Mahela Jayawardene, the Sri Lanka captain, praised Vaas and said he could play a key role in the first Test against England. "It's a great achievement for a sub-continent fast bowler," he said. "He's been a great fighter. In the first couple of days in Kandy he can be a handful."
Vaas admitted he had lost some pace over the years. "Now I take wickets bowling swing and reverse-swing," he said. "You also need to be accurate and have enough patience. Perseverance is important for a fast bowler to be successful."
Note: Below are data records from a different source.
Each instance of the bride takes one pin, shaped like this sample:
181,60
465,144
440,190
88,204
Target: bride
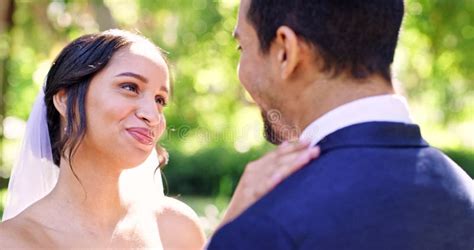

He said his bowling was at its best during the home series against West Indies in 2001-02. "I took 26 wickets in three Tests and was joint Man of the Series and more importantly we won 3-0. It was first time I took more wickets than Murali [Muralitharan] in a Test series."
Vaas's best Test match figures of 14 for 191 came in that series at the Sinhalese Sports Club Ground in Colombo on a wicket that didn't offer much assistance. Vaas revealed after the Test that he had mastered the art of reverse-swing with some useful tips from Wasim Akram, a fellow left-arm quick.
Many of Sri Lanka's Test wins over the years have been orchestrated by Vaas along with Muralitharan. Murali too is on the verge of a milestone, needing five more wickets to go past Shane Warne as the leading wicket-taker in Tests.
"Murali is the greatest offspinner in the world. It has been an honour to bowl with him," Vaas said. "I have helped Murali to take wickets a lot of times and we have complemented each other well."
Although he is contemplating on retiring next year, Vaas felt Sri Lanka's bowling was in good hands with the emergence of bowlers like Lasith Malinga, Dilhara Fernando and Farveez Maharoof.
"There are also young fast bowlers like Chanaka Welagedera and Sajeewa de Silva," he said. "You've got to be patient with them and give them more time to develop."